Having just watched 30 Days of Night again in order to review the DVD, I find myself thinking about vampires. They are, of course, among the most frequent of horror movie monsters (perhaps only zombies, in their various forms, offer stiff competition in this regard). They also take up far more than their fair share of shelf space in the horror section of your bookstore, thanks to the likes of Anne Rice, Laurel K. Hamilton, and their legions of imitators. A brief scan of the literary and celluloid incarnations of the vampire reveal to principle archetypes. The first, and by far the most common, is the vampire as sexy beast. The other, is the vampire as beast, pure and simple. Interestingly, both cinematic versions, it seems to me, find their models in the first adaptations of the same novel: Dracula.

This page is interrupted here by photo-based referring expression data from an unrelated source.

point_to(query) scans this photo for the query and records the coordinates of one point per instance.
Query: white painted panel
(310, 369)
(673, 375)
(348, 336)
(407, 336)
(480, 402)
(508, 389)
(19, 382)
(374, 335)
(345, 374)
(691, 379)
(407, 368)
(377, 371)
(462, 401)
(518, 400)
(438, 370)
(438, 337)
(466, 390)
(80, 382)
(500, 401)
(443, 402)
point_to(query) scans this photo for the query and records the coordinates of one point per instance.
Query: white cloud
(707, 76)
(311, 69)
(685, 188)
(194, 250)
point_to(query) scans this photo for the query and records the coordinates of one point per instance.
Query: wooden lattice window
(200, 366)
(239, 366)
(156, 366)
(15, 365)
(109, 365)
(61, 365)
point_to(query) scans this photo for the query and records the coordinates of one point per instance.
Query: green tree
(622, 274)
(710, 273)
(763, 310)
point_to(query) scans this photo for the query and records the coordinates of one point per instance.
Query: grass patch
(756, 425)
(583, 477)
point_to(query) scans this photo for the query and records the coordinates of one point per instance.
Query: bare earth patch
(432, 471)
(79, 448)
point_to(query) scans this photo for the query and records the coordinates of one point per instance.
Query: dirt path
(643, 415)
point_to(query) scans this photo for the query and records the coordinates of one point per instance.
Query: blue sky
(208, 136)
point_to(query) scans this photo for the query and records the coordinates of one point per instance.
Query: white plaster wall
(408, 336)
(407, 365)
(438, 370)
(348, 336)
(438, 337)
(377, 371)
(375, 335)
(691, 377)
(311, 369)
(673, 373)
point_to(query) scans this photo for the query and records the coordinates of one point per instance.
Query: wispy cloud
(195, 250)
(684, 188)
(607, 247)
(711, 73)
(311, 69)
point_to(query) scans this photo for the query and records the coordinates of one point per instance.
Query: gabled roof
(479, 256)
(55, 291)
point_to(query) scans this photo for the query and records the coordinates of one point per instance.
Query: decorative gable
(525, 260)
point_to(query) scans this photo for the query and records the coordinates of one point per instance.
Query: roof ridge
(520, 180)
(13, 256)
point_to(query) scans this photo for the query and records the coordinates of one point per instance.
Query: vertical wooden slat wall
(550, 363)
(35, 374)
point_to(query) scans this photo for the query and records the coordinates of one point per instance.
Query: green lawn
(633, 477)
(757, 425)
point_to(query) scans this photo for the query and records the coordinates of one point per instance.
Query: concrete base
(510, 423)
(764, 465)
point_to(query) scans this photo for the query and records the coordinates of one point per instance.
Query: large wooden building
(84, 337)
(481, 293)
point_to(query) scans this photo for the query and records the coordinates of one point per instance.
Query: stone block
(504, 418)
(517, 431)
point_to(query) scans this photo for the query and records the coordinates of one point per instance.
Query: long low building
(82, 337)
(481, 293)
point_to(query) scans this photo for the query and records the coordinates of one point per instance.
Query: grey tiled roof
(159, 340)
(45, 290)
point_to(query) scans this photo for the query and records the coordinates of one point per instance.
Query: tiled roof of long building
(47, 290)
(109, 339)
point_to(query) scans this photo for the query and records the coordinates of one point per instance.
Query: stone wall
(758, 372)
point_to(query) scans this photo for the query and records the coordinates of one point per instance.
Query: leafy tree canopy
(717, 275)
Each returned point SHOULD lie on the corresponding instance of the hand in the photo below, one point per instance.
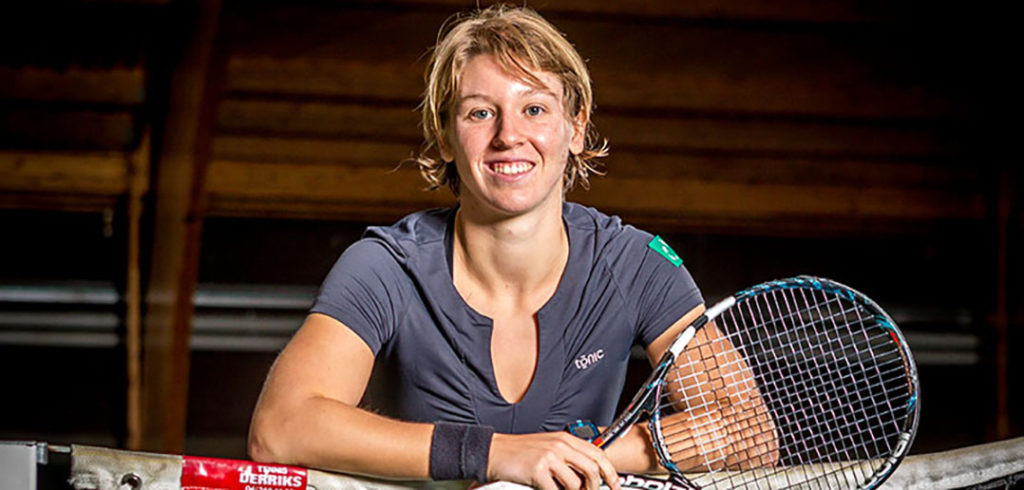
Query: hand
(547, 460)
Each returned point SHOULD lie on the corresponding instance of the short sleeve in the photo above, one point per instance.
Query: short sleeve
(366, 291)
(660, 291)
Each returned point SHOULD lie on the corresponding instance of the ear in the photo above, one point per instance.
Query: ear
(579, 134)
(444, 148)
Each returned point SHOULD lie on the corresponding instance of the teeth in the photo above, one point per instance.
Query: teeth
(511, 169)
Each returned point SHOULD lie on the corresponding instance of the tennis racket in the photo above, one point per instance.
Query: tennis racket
(799, 383)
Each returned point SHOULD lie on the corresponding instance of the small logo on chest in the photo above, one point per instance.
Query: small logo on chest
(588, 360)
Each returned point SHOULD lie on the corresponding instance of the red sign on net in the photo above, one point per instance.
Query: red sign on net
(213, 474)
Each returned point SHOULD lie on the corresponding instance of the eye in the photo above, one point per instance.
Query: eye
(479, 114)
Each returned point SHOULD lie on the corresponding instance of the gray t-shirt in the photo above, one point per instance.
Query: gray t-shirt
(394, 290)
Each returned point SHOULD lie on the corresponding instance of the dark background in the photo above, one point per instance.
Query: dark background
(866, 141)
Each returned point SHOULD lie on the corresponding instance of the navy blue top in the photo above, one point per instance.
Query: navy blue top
(394, 290)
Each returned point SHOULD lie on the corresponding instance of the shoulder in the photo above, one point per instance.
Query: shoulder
(409, 235)
(610, 239)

Nosferatu (1922) and Dracula (1931) were both firsts. Nosferatu was the first film version of Bram Stoker’s novel. Tod Browning’s film was the first legal version. The earlier film gave us Max Schreck as creature as much rat as he was human, and the make-up’s suggested link was underlined by the actual rats that accompanied the vampire on his journey and the plague that descended on the town. Browning offered audiences Bela Lugosi in evening wear, and the film was released on Valentine’s Day. So one vampire to make you faint, the other to make you swoon.
The Lugosi version, of course, became the dominant one, and the costume was followed by most other vampires in the years to come. Lugosi would only play the Count himself once more (in Abbott and Costello Meet Frankenstein), but John Carradine, Christopher Lee and Frank Langella marched in his sartorial footsteps. But for all the differences between the Schreck and Lugosi incarnations, there are also some similarities. Hideous as Schreck’s Count Orlock is, he is also capable of love, and is destroyed by it. And suave as Lugosi might be, he is also a figure of fear. This is even more the case with Lee’s Dracula, who may look like a matinee idol, but is more likely to snarl like an animal than speak.
But along comes Anne Rice, and suddenly the sexy version of the vampire loses more and more of his menace, until we wind up with boo-hoo-woe-is-me pretty boys with all the fear factor of a plate of sushi. I know that I’m oversimplifying, but this conception of the vampire even affects the likes of the Blade movies, where vampires may be the indisputable bad guys, but they still look too much like mopey Eurotrash to be as menacing as they should be.
This is way I’ve been so pleased to see the return of the unappetizing, Schreck-like vampire in 30 Days of Night. If the vampire is to remain a viable, interesting figure in the horror film, it needs to have its sex-appeal balanced (or outright countered) with its menace. The Rat is back, and I couldn’t be happier.